The Cataclysm had derailed initial efforts to replicate the southern hemisphere undersea ports. Survivors wanted to congregate in more populated areas, and the new facilities, sparsely populated, had suffered mass emigrations as a result. The Bakers, old friends of the Starks in Pleasantville, had moved out of Port Hudson—the first of the new northern outposts completed—and moved to a human community, working to ensure the humans living there had safe buildings for sleeping. The work on other ports had resumed only a few years earlier; Port Hudson, located in the bay of the same name, served as a residence space for workers and the primary factory for producing prefabricated parts. Plans to bore a tunnel into the Arctic icepack and landmass were on hold until they completed the two additional ports and assessed if the needed a northern Cavern as well. Sites like Port Hudson already provided them with direct access to locations in the Northern Hemisphere. Angel doubted they’d ever decide to build another Cavern.
They climbed into two four-passenger spheres and set course for Pleasanton. The autopilot capabilities took over, and they soon emerged from beneath the frigid northern waters and flew toward the city of Pleasanton.
Charlie looked thoughtful. “Wouldn’t it be great if we could apply the technology of these spheres to the nanos? Powered flight and automatic navigation systems. That would be impres
sive.”
The Mechanic stiffened, startled at the comment. “That’s a great idea, Charlie. I’m not sure how we could get the anti-gravity pieces into such small devices, but… that would explain quite a bit.”
Adam, who watched from the view screen in the other sphere, looked at the Mechanic with deep interest. “What would it explain?”
“We’ve attributed what happened at the Stark household to nanos, but I’ve not been able to reconcile everything we saw with known information. We’ve got nanos that can form preprogrammed patterns and seek out targets, but they must remain bound to a surface. Will Stark floated when he left that tunnel. How? Nobody used Energy. The only explanation…”
Fil tapped his fingers, the noise audible from the other sphere. “The only explanation is that the nanos can fly and are strong enough in sufficient quantities to support the mass of a fully grown man. That technology is available today in the spheres. We just need to minimize it and apply it to the nanos.”
The Mechanic nodded. “Exactly.” He frowned. “The timing on everything that day has been bothering me for a while, relative to the time travelers. Why did the three of you arrive when you did? We can figure out almost to the second at this point when everything happened.”
“They did cut it rather close,” Charlie said. “If you have a time machine, why not give yourself plenty of time?”
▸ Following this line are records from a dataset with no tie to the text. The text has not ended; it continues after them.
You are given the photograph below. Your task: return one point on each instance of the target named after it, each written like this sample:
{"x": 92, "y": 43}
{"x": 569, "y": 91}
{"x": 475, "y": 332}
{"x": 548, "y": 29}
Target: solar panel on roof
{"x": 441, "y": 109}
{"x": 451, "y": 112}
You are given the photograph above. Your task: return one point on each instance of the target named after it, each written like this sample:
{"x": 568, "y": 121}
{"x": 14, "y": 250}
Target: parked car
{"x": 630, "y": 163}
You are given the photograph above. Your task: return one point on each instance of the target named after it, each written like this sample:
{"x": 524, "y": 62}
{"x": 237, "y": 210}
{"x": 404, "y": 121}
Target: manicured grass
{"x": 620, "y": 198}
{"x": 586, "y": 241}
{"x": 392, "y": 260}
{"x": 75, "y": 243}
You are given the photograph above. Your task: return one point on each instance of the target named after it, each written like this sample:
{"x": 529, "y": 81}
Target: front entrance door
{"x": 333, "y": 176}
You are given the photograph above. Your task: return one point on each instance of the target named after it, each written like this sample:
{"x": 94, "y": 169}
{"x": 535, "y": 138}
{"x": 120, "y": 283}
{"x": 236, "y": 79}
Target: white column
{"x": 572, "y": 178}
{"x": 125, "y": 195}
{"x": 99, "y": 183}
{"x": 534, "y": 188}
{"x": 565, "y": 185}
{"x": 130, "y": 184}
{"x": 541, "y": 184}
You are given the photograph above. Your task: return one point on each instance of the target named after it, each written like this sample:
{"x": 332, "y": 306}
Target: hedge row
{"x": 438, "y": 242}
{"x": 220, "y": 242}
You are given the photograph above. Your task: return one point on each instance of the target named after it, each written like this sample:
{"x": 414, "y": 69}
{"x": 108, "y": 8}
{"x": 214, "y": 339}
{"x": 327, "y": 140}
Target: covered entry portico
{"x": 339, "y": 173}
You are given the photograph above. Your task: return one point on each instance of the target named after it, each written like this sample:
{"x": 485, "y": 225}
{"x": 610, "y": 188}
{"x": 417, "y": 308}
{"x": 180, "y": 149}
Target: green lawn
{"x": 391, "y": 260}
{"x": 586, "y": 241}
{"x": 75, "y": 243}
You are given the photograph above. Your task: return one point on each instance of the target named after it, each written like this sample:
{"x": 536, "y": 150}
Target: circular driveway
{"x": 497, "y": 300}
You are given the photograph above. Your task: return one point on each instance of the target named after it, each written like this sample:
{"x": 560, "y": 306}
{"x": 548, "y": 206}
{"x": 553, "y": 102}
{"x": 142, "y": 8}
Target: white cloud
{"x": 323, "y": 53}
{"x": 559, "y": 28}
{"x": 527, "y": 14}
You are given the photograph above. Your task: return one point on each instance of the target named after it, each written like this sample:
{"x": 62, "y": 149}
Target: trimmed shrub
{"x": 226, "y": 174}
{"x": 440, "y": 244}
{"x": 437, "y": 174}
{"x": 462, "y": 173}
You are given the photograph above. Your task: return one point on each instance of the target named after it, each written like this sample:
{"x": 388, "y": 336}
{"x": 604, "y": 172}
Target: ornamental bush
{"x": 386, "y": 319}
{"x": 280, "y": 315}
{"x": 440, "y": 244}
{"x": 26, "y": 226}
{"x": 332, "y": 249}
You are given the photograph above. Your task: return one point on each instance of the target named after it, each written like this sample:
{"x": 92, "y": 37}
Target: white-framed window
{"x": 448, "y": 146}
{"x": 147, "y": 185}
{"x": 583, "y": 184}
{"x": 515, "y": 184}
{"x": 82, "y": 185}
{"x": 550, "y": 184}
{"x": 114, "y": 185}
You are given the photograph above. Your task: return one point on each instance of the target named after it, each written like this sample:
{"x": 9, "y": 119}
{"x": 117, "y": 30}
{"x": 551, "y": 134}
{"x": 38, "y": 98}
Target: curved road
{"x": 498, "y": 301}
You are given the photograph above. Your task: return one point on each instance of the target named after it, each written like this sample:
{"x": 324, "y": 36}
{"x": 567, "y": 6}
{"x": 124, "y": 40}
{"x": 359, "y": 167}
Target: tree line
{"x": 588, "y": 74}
“Good point,” Fil agreed. “Why not arrive ten minutes earlier, get the tunnel ready, and be standing by to whisk Dad into the basement?”
“It was all done to give us clues through Fil’s memory of the day.” Angel said. “Fil saw us build the tunnel and saw me throw the nanos at the wall. If we’d gotten there sooner, Fil doesn’t know that. He probably thinks we’d been there for hours, and in discussing his memory of the day, we conclude we dug the tunnel by hand. Instead, we realize I have access to tiny, invisible machines capable of performing incredible feats.” She glanced at Fil on the view screen. “Your memory has served us well, big brother.”